From: Reinette Chatre
Date: Mon Dec 06 2021 - 17:08:12 EST


Hi Jarkko,

On 12/4/2021 3:47 PM, Jarkko Sakkinen wrote:
On Wed, Dec 01, 2021 at 11:23:22AM -0800, Reinette Chatre wrote:
The page reclaimer ensures availability of EPC pages across all
enclaves. In support of this it runs independently from the individual
enclaves in order to take locks from the different enclaves as it writes
pages to swap.

When needing to load a page from swap an EPC page needs to be available for
its contents to be loaded into. Loading an existing enclave page from swap
does not reclaim EPC pages directly if none are available, instead the
reclaimer is woken when the available EPC pages are found to be below a
watermark.

When iterating over a large number of pages in an oversubscribed
environment there is a race between the reclaimer woken up and EPC pages
reclaimed fast enough for the page operations to proceed.

Instead of tuning the race between the page operations and the reclaimer
the page operations instead makes sure that there are EPC pages available.

Signed-off-by: Reinette Chatre <reinette.chatre@xxxxxxxxx>

Why this needs to be part of this patch set?

When pages are modified they are required to be in the EPC and thus potentially need to be loaded from swap. When needing to modify a large number of pages in an oversubscribed environment there is a problem with the reclaimer providing free EPC pages fast enough for all the page modification operations to proceed.

What that means is that if a user attempts to modify a large range of pages in an oversubscribed environment it is likely that the operation will fail to complete but instead it would result in partial success of as many pages as was on the free list. This is because the reclaimer may not run fast enough to free up sufficient EPC pages in a dynamic way.

This becomes complicated for user space.

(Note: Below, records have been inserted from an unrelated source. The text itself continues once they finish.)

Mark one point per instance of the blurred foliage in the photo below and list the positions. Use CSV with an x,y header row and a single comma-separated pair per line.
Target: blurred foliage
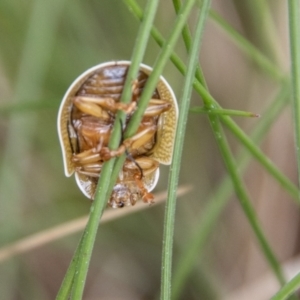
x,y
44,47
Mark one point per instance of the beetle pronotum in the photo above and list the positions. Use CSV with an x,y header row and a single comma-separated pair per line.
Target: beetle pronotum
x,y
85,120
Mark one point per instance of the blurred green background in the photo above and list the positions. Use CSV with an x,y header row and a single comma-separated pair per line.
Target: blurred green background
x,y
44,47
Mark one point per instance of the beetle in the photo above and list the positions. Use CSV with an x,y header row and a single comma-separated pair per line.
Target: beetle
x,y
85,121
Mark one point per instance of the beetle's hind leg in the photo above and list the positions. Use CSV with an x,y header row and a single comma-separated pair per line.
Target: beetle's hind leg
x,y
99,107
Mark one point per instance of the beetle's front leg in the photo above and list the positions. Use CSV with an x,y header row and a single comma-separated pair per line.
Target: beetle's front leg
x,y
157,107
98,107
135,142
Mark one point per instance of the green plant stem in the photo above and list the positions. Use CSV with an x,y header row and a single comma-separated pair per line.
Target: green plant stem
x,y
227,112
244,199
178,146
66,285
211,103
104,186
294,26
288,289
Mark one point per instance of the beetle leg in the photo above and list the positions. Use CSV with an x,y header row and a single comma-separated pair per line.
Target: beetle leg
x,y
86,157
146,196
156,107
135,142
97,107
92,169
90,107
148,165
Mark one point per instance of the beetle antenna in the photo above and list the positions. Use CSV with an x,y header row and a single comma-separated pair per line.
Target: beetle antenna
x,y
122,132
129,156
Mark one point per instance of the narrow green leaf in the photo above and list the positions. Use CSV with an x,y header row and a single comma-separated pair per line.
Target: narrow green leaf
x,y
294,26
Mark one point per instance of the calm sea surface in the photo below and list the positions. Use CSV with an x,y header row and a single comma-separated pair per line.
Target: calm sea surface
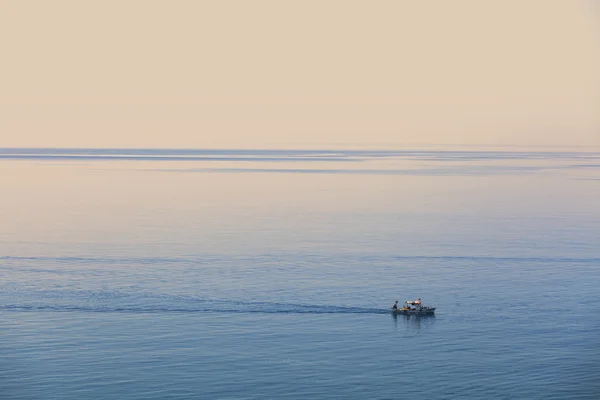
x,y
235,274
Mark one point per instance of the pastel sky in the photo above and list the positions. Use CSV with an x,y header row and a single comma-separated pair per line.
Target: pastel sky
x,y
317,73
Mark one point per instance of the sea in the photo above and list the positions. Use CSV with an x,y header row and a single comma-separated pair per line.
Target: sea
x,y
270,274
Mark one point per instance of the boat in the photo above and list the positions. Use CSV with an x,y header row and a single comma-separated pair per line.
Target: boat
x,y
414,307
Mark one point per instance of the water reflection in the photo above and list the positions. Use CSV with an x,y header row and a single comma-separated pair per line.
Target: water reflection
x,y
413,322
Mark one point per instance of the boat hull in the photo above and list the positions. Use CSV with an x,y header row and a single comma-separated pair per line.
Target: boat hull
x,y
430,311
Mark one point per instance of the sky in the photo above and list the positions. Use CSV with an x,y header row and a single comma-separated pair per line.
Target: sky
x,y
293,74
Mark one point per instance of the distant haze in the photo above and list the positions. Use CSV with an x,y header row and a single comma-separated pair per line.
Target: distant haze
x,y
285,74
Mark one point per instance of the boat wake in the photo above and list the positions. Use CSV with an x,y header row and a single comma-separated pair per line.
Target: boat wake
x,y
178,304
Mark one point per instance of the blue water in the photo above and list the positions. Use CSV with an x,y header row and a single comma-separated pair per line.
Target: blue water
x,y
233,274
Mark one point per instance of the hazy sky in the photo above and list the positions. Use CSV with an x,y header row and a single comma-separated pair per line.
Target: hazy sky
x,y
299,73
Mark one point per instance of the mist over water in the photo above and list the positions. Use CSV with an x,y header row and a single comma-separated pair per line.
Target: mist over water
x,y
250,274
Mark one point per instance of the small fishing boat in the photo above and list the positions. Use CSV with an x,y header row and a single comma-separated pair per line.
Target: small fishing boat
x,y
414,307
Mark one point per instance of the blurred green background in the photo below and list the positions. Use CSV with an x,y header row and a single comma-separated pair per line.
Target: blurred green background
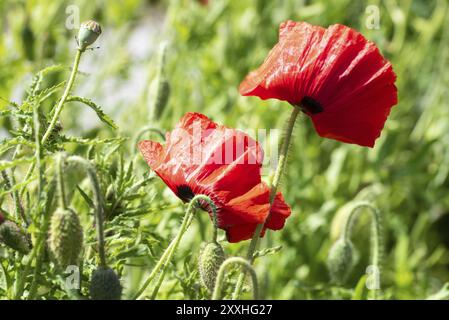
x,y
210,49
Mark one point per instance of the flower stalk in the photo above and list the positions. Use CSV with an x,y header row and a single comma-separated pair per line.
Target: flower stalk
x,y
164,261
376,239
222,271
99,206
290,125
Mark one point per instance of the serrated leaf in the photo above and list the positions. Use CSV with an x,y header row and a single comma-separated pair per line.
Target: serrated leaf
x,y
10,164
266,252
100,113
92,141
7,144
86,197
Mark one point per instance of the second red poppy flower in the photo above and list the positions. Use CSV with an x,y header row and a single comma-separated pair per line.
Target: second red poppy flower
x,y
335,75
202,157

It could increase the priority of the reclaimer but that has been found to be insufficient*. There would still not be a guarantee that after one page modification call fails enough pages would have been freed up in support of a second page modification call.

With this change it would be ensured that when pages are being modified that there are sufficient EPC pages available to support the modifications.

Reinette

* The test that follows this patch was used to explore this scenario.